La boîte à l’homme ou le piège infernal de la masculinité bradée

La boîte à l’homme ou le piège infernal de la masculinité bradée

Pendant longtemps, j’ai utilisé et vu utiliser l’exercice « boîte à l’homme » dans les ateliers de formation des hommes et des garçons, ayant des responsabilités de gestion au sein de projets ou d’organes de gestion associatif communautaires ou de medias. L’exercice est destiné à faciliter l’introspection, en vue d’aller trouver et analyser en nous les déterminants de nos normes sociales. Il nous aide à chercher en nous « les forces » qui nous maintiennent « dans le chemin »; ou qui expliquent nos "déviations". Il nous incite, enfin,  à sonder les risques et les avantages de la rupture, du changement (par rapport à nos « habitudes », à nos « zones de confort »). A force de multiplier la conduite de ces séances avec des maris, des frères, des fils, des pères, des oncles, des chefs divers, etc. j’en suis arrivé à me convaincre que bien des hommes restent décideurs intransigeants, téméraires bagarreurs, voire méchants,  dictateurs  et tyrans etc non pas de faits de réflexion et de conduite délibérée mais parce qu’ils sont mus par l’automatisme de la reproduction et le reflexe du produit masculin qu’il est. Cette « dureté » spontanée des hommes, (mais) acquise, est une réponse concoctée sur le parcours de la construction des rôles Hommes-Femmes. Autant on peut applaudir ce qui peut y être jugé de noble (défendre sa famille etc), de grandeur (aider une parsonne âgée, ceder sa place assise à une dame etc) autant, malheureusement, on doit en étudier les miasmes qui engendrent bien des injustices (% de jeunes dans 'es postes supérieur etc) des douleurs (frapper sa femme etc) et des drames (prendre les armes etc). Des malheurs, pour beaucoup évitables, qui sont à éviter pour leurs préjudices en valeur absolue sur la cohésion sociale et l’épanouissement des autres. Au point où nous en sommes, il me parait même légitime de nous demander si la boîte à l’homme n’est pas la principale peau de banane qui martyrise la démocratie, la gouvernance et le bonheur du peuple au Niger ? N’est-elle donc pas la cause profonde du maintien de la majorité des ménages du Niger dans les griffes des vulnérabilités et de la pauvreté ? 
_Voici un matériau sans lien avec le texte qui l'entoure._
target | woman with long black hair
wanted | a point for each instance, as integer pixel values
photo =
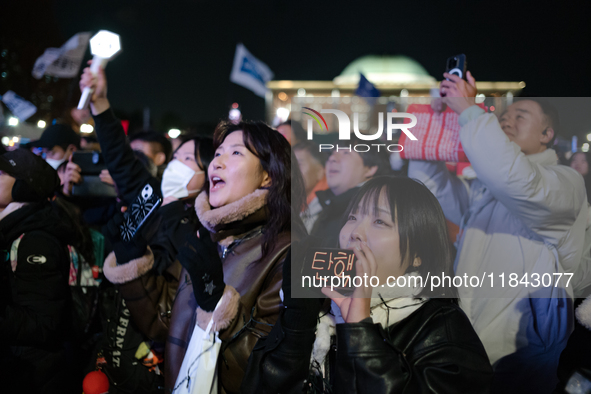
(235, 268)
(405, 339)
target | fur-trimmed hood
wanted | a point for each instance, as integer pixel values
(235, 218)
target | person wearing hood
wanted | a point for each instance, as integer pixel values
(58, 142)
(35, 296)
(145, 272)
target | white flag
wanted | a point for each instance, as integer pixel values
(62, 62)
(250, 72)
(19, 107)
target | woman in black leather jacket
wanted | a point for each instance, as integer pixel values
(405, 339)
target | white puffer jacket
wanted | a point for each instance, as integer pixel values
(523, 214)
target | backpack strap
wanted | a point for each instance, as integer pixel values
(13, 252)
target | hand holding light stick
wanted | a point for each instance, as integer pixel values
(104, 45)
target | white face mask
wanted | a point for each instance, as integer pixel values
(175, 179)
(55, 163)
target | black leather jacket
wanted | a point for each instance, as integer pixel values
(434, 350)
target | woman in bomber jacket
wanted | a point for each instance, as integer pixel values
(238, 263)
(145, 272)
(388, 340)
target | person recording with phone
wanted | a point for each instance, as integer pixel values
(523, 213)
(144, 268)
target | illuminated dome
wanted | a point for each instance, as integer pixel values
(384, 70)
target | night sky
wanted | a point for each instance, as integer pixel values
(177, 55)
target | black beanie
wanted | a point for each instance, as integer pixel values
(35, 179)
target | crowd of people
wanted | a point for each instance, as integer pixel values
(230, 215)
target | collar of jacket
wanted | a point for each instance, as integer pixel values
(547, 157)
(235, 218)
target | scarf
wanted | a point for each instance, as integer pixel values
(236, 218)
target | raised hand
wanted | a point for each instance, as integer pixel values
(357, 306)
(458, 94)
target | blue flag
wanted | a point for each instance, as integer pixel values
(366, 88)
(250, 72)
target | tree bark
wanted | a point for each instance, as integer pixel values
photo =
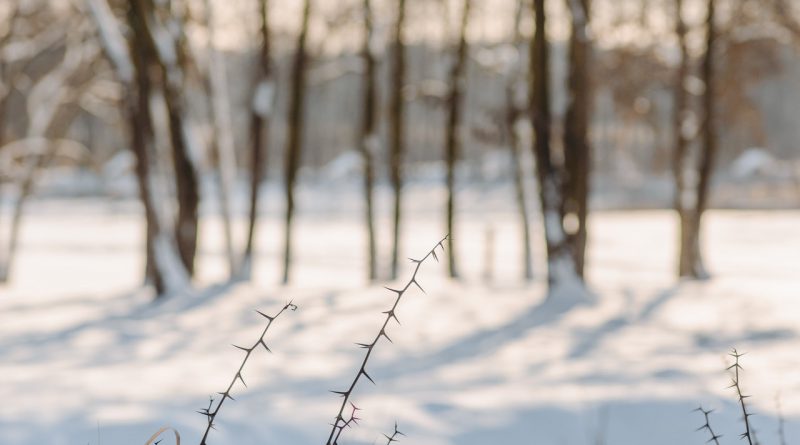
(453, 139)
(294, 141)
(684, 209)
(577, 152)
(514, 113)
(261, 109)
(397, 129)
(172, 66)
(369, 138)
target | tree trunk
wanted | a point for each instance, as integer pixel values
(261, 109)
(294, 142)
(453, 139)
(560, 262)
(577, 152)
(709, 148)
(512, 116)
(369, 138)
(397, 129)
(682, 202)
(172, 65)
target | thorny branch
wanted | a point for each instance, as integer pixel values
(707, 426)
(339, 422)
(393, 437)
(211, 411)
(735, 368)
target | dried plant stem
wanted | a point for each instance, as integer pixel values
(707, 426)
(393, 437)
(339, 422)
(212, 411)
(735, 383)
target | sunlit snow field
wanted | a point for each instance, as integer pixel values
(86, 357)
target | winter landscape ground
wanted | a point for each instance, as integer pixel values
(87, 357)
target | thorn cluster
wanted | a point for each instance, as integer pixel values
(212, 410)
(393, 437)
(707, 426)
(339, 423)
(735, 383)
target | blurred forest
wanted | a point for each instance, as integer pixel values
(194, 107)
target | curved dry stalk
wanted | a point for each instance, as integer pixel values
(707, 426)
(735, 368)
(212, 411)
(339, 422)
(393, 437)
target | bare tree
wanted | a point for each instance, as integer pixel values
(563, 187)
(294, 141)
(163, 32)
(133, 62)
(682, 203)
(514, 112)
(691, 200)
(397, 128)
(453, 138)
(369, 137)
(222, 144)
(577, 153)
(261, 110)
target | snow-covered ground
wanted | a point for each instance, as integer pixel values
(86, 357)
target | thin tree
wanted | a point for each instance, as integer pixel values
(260, 113)
(133, 62)
(369, 137)
(559, 262)
(294, 141)
(171, 58)
(577, 152)
(397, 128)
(452, 138)
(682, 204)
(709, 149)
(513, 113)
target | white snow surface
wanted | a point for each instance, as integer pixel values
(86, 357)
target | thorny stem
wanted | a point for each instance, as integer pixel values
(707, 426)
(735, 367)
(393, 438)
(339, 422)
(210, 413)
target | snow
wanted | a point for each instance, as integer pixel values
(88, 358)
(112, 39)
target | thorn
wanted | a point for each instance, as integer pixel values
(364, 373)
(265, 315)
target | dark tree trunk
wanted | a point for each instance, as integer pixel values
(369, 138)
(684, 209)
(294, 142)
(172, 77)
(396, 129)
(546, 172)
(259, 122)
(453, 139)
(514, 113)
(709, 148)
(577, 152)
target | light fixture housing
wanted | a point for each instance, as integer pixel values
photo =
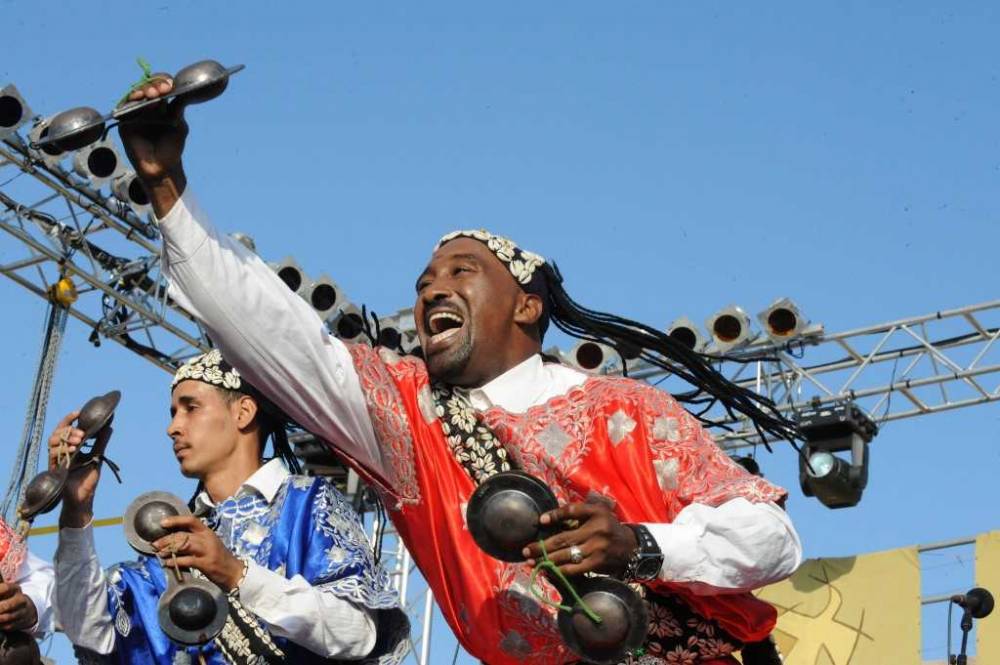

Toutes les études menées au Niger, depuis 20 ans, sur le profil de la pauvreté et sur les conditions de vie  montrent que la majorité des ménages nigériens vivent en dessous du seuil de pauvreté. Ce taux grimpe jusqu’à 54% pour les ménages « dépendant agricole », selon l’INS (Rapport profil pauvreté). Cela veut dire que la majorité des nigériens vit au quotidien dans le manque de quelque chose d’important. La majorité des nigériens manque de quelque chose de l’ordre de l’aliment, de l’eau, de la santé, de l’habitat, de l’environnement, de l’éducation…Sur ceci, il n’y a pas de débat. Il existe une quasi-unanimité aussi bien des « quantitativistes » que des « qualitativistes » sur ces gaps. En revanche, la dimension la moins connue des déterminants (et en même temps caractéristiques) de la pauvreté est sans doute « la boîte ». 
La boîte, c’est cette structure que la société a construite pour chacun de nous et qui lui fixe les limites à ne pas franchir, les « bornes à ne pas dépasser », les « obligations sociales » à honorer, la définition du respect et de la honte, la nature des rapports avec chaque « autre », des attitudes, des comportements, les rôles à jouer, les responsabilités à assumer etc… Ce n’est ni la loi ni la religion qui empêche d’aider tous les jours nos femmes à la cuisine ; de porter nos enfants sur le dos pour une petite promenade ; qui restreint le commerce pour les femmes. Vous verrez difficilement un jeune couple assis à causer dans la cour familiale dans la plupart des villages du Niger…ça serait du rishin kumya ( "n'ont pas froid aux yeux") !!!  
La boîte, c’est cet apprentissage qui nous désigne ce qu’est un vrai homme et comment l’être: l’homme qui ne pleure pas, l’homme qui affronte les dangers, l’homme qui ne recule pas, l’homme qui doit être ceci, l’homme qui ne doit pas être cela….Et ils partent braver la mort pour mériter le titre de « vrai mec ».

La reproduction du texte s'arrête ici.